Wewenang Mahkamah Konstitusi dan Pengaruhnya terhadap Sistem Hukum
Mahkamah Konstitusi berwenang menangani perkara tingkat pertama dan terakhir, dengan putusan yang bersifat final dan mengikat, khususnya dalam pengujian konstitusionalitas undang-undang terhadap UUD 1945. Salah satu isu penting dalam praktik ketatanegaraan adalah bagaimana MK menyikapi undang-undang pengesahan perjanjian internasional.
Dalam sistem hukum Indonesia, pengesahan perjanjian internasional harus dilakukan melalui undang-undang yang disetujui oleh DPR dan Presiden. Namun, apakah undang-undang pengesahan tersebut dapat diuji materiil oleh MK menjadi pertanyaan yang terus berkembang.
Dalam hal ini, muncul pertimbangan apakah undang-undang pengesahan merupakan bagian dari peraturan perundang-undangan yang tunduk pada mekanisme pengujian berdasarkan UU No. 12 Tahun 2011.
Jika ya, maka MK memiliki wewenang untuk mengujinya. Ini menjadi salah satu bukti bahwa MK memiliki posisi strategis dalam memastikan bahwa peraturan hukum, baik nasional maupun internasional yang diadopsi, tetap sejalan dengan konstitusi.
MK juga menegakkan prinsip independensi dan imparsialitas dalam setiap proses persidangan. Prinsip-prinsip ini menjadi landasan moral dan hukum agar putusan yang dihasilkan benar-benar mencerminkan keadilan dan kebebasan dari intervensi kekuasaan lain. Dimensi independensi ini mencakup aspek fungsional, struktural, dan personal.

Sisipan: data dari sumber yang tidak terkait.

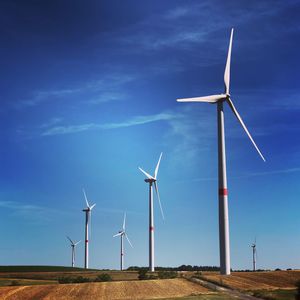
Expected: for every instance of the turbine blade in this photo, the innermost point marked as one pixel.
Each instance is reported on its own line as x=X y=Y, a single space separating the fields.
x=85 y=197
x=158 y=197
x=128 y=240
x=209 y=99
x=227 y=68
x=124 y=220
x=120 y=233
x=229 y=101
x=90 y=231
x=157 y=166
x=70 y=240
x=147 y=175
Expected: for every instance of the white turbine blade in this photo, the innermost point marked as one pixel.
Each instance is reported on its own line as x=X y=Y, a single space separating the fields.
x=229 y=101
x=90 y=231
x=227 y=68
x=209 y=99
x=70 y=240
x=128 y=240
x=85 y=197
x=158 y=197
x=147 y=175
x=118 y=234
x=157 y=166
x=124 y=221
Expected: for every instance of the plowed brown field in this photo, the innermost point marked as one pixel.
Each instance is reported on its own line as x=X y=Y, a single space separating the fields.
x=148 y=289
x=257 y=280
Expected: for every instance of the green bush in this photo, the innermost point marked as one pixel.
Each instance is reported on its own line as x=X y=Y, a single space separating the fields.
x=103 y=277
x=143 y=274
x=297 y=296
x=65 y=280
x=15 y=283
x=167 y=274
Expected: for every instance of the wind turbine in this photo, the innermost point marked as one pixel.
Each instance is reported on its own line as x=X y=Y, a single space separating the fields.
x=152 y=180
x=123 y=233
x=219 y=99
x=254 y=255
x=88 y=215
x=73 y=245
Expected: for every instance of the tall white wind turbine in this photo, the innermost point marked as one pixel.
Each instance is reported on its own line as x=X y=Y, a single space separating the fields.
x=219 y=99
x=73 y=245
x=152 y=180
x=123 y=233
x=254 y=255
x=88 y=216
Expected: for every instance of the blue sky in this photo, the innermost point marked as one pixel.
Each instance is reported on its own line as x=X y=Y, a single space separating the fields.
x=88 y=94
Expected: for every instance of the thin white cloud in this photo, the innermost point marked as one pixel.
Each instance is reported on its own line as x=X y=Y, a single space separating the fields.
x=102 y=90
x=138 y=120
x=107 y=97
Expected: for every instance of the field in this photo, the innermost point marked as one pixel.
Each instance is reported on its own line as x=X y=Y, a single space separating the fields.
x=42 y=283
x=149 y=289
x=256 y=280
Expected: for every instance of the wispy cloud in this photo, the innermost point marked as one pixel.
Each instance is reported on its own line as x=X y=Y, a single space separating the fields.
x=39 y=97
x=137 y=120
x=108 y=88
x=28 y=211
x=107 y=97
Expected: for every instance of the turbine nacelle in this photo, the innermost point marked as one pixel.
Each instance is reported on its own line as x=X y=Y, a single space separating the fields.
x=225 y=97
x=153 y=179
x=148 y=180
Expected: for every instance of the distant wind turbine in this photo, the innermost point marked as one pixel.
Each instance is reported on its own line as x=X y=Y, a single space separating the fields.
x=254 y=255
x=88 y=216
x=223 y=192
x=123 y=233
x=152 y=180
x=73 y=245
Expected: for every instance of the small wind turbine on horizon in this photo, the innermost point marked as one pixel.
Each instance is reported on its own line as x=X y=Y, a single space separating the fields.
x=152 y=180
x=219 y=99
x=123 y=233
x=254 y=255
x=88 y=216
x=73 y=245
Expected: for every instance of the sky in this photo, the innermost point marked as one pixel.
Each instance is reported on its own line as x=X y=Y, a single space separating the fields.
x=88 y=94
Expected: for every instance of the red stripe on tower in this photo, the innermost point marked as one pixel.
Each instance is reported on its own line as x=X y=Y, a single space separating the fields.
x=223 y=192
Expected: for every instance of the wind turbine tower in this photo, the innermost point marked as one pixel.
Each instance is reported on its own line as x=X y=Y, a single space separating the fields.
x=73 y=245
x=254 y=255
x=123 y=233
x=220 y=99
x=152 y=180
x=88 y=216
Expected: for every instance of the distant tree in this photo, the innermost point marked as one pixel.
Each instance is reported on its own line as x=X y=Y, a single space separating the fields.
x=103 y=277
x=14 y=283
x=297 y=296
x=167 y=274
x=143 y=274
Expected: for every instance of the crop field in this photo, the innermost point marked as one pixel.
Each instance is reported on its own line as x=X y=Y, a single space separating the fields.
x=55 y=275
x=256 y=280
x=149 y=289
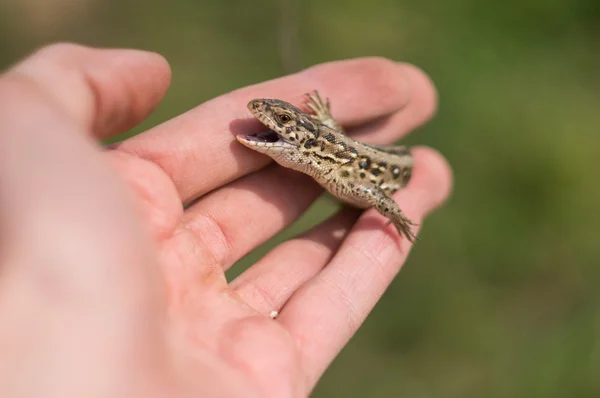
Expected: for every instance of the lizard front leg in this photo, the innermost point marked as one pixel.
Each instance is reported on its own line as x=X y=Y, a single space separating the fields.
x=322 y=110
x=370 y=195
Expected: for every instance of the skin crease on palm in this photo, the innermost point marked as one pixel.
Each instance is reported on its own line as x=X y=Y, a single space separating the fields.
x=109 y=288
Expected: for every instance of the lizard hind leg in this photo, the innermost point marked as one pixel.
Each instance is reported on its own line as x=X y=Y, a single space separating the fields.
x=322 y=110
x=371 y=195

Untuk menjaga prinsip tersebut, Mahkamah Konstitusi telah mengeluarkan Peraturan Mahkamah Konstitusi Nomor 09/PMK/2006 tentang Pemberlakuan Deklarasi Kode Etik dan Perilaku Hakim Konstitusi. Peraturan ini menjadi panduan etik dalam menjaga martabat dan integritas hakim konstitusi, serta memperkuat batasan yang tegas dalam menjalankan tugas peradilan secara profesional dan independen.
Mahkamah Konstitusi bukan sekadar lembaga hukum biasa, melainkan institusi vital yang menjaga marwah konstitusi, memastikan praktik demokrasi berjalan dalam rel yang benar, dan melindungi setiap hak dasar warga negara. Dengan kewenangan yang besar dan fungsi yang strategis, MK harus terus bertransformasi menjadi lembaga yang kredibel, independen, dan responsif terhadap dinamika ketatanegaraan.
Peran Mahkamah Konstitusi akan semakin krusial di masa depan, ketika tantangan terhadap supremasi hukum, hak asasi manusia, dan prinsip demokrasi semakin kompleks. Oleh karena itu, komitmen terhadap penegakan konstitusi secara konsisten dan bertanggung jawab harus menjadi landasan utama dalam setiap langkah dan keputusan MK.